Dans Léviathan
(2014), Lilya (Elena Lyadova) vit aux côtés de son mari dans le village de
Pribejny au fin fond du Grand Nord russe sur le littoral de la mer de Barents.
Son mari Kolia (Alexeï Serebriakov) est menacé d’expropriation et de spoliation
par le maire local, vindicatif, brutal et corrompu. Celui-ci veut construire à
la place un centre de télécommunication qui s’avérera être une église orthodoxe.

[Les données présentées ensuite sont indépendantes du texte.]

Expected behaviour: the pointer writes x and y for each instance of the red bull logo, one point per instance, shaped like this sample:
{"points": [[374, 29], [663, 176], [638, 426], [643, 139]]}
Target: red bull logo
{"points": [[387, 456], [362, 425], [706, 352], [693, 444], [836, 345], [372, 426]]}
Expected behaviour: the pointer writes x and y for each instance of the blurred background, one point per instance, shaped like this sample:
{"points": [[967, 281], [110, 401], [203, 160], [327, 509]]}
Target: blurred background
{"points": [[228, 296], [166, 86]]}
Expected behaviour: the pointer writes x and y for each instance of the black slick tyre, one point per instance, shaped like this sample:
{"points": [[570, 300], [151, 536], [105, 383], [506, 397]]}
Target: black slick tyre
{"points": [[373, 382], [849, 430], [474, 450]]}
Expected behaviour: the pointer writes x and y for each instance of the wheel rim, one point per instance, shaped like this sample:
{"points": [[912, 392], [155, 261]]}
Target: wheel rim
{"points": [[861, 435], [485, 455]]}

Dans cet univers du bout du monde, rongé par la solitude, l’alcool, la
pauvreté, le délabrement des esprits et l’omniprésence de la mafia locale
encouragée par une église au service des puissants, Lylia n’y trouve plus sa
place. Se levant à l’aube, elle parcourt un sentier à travers la toundra
environnante, pour arriver au bord d’une falaise dont les flancs sont giflés
par les vents et les vagues qui viennent s’y fracasser. Immobile, le regard
hagard, elle contemple ce camaïeu de bleu qui finit par confondre mer et ciel,
quand soudain, le dos d’une baleine tranche l’écume de la mer pour offrir au
monde extérieur l’arrondi parfait de sa bosse et de sa nageoire dorsale. La
mise au point de la caméra se fait sur le cétacé et l’océan, laissant au
premier plan la silhouette de Lylia floue. En quelques instants fugitifs, et
dans cette nature sauvage dans laquelle la notion de survie prend tout son
sens, le gigantesque animal s’apparente au Léviathan, ce monstre marin – serpent,
dragon ou cachalot - évoqué dans la Bible, annonciateur d’un cataclysme capable
de bouleverser l’ordre du monde. Devant cette apparition fantomatique, allégorie
du monde gangréné qui s’écroule autour d’elle, Lylia reste pétrifiée. Mais
cette baleine renvoie également au Léviathan, un traité politique écrit en 1651
par le philosophe anglais Thomas Hobbes, dans lequel celui-ci s’interroge sur
les rapports entre les individus et une autorité supérieure, l’État, qu’il
nomme justement Léviathan. De manière inévitable, les hommes décident
d’accepter d’abandonner une partie de leurs pouvoirs aux mains d’un souverain
chargé de garantir la préservation de leurs vies et de leurs biens. Faisant
mentir Hobbes, Andreï Zviaguintsev filme le mari de Lylia, Kolia, tentant en
vain et par tous les moyens de faire valoir sa liberté et ses droits auprès des
autorités compétentes. La puissance absolue de la police, de la justice, de la
mafia et du clergé auront raison de lui. Reste l’image de Lylia face à cet
océan : elle exprime dans une grande mélancolie, un profond décalage entre
la solitude désespérée de la jeune femme et le lyrisme de sa contemplation
rendue dérisoire face à cette immensité océanique.